Unternehmenssprecherin Jasmin Fischer bestätigt diese Zahl nicht, spricht aber von notwendigen „Anpassungen“: „Die Marktsituation und die Ergebnislage erfordern für das Werk in Hamburg, das Produktportfolio und die Kosten weiter anzupassen. Ohne Anpassungen verlieren wir weiter an Wettbewerbsfähigkeit mit der Folge von Unterauslastung und zunehmenden Verlusten“, sagt sie. Das Ziel sei es, „möglichst sozialverträgliche Lösungen zu finden“.

„Wir lassen diese Pläne nicht zu“, ruft Betriebsratschef Tüfekci in die Mikrofone des improvisierten Rednerpults auf der Ladefläche des Kleintransporters und erntet erneut Pfeifengetriller. „Standort erhalten“, steht auf einem der Protestbanner.

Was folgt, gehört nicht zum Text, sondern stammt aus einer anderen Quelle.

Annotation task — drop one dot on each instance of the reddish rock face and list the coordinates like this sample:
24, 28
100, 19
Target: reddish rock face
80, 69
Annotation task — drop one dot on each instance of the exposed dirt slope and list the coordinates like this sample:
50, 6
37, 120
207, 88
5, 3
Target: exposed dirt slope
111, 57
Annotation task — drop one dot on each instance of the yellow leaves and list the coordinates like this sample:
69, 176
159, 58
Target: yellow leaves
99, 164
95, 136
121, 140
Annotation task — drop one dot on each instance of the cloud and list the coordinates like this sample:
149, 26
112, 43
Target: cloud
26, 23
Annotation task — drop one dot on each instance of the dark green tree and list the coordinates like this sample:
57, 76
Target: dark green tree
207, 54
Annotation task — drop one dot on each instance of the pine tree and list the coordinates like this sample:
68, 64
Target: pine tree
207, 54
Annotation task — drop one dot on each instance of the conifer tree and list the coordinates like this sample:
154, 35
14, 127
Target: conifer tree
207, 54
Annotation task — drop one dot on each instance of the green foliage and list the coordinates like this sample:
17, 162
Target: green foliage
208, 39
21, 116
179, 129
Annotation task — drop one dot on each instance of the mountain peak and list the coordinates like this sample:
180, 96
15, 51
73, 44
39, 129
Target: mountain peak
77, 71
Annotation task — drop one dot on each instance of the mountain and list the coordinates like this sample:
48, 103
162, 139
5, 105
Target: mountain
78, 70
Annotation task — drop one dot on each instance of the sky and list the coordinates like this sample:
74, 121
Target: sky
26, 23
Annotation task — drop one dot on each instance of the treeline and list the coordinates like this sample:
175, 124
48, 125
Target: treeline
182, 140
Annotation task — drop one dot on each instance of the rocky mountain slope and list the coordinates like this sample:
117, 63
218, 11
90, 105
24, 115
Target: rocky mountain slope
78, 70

Mitarbeiter verzichten für Standorterhalt auf Lohn

Die zentralen Forderungen der Gewerkschaft in der aktuellen Tarifrunde nach sechs Prozent mehr Gehalt und nach einem individuellen Recht auf Teilzeitarbeit und einem Teillohnausgleich in besonderen Fällen, spielen bei diesem ersten Warnstreik des Jahres in Hamburg eher eine Nebenrolle.

Schon seit Jahren verzichteten die Mitarbeiter auf Teile des Lohns, um den Standort zu erhalten, sagt der Betriebsratschef. Nun gebe es neue Forderungen des Managements nach längerer Arbeitszeit und zum Verzicht auf weitere Lohnbestandteile. Tüfekci verlangt Investitionen ins Hamburger Werk, um dessen Profitabilität zu erhöhen. „Wir haben unsere Vorschläge gemacht, jetzt warten wir auf die Antwort der Geschäftsführung“, ruft er.

Die Hamburger haben andere Probleme als Teillohnausgleich

Derweil werden Kaffee und Tee ausgegeben, Gulaschsuppe und Chili con Carne. Die hauptamtlichen Gewerkschafter haben das alles herankarren lassen. „Warmes Essen muss sein“, sagt der für das Werk zuständige IG-Metall-Sekretär Mike Retz.

Natürlich gibt es Zustimmung, als ein Redner fordert, im Bezirk Küste müssten endlich die gleichen Schichtzuschläge gezahlt werden wie in anderen Bezirken. Und auch die Jugendvertreterin bekommt Applaus, als sie eine freien Tag für die Azubis vor Prüfungen fordert. Aber der Teillohnausgleich für pflegende Teilzeitarbeiter ist am Kolumbusweg an diesem Tag kein großes Thema. Im Fahrtreppenwerk haben sie gerade ganz andere Probleme.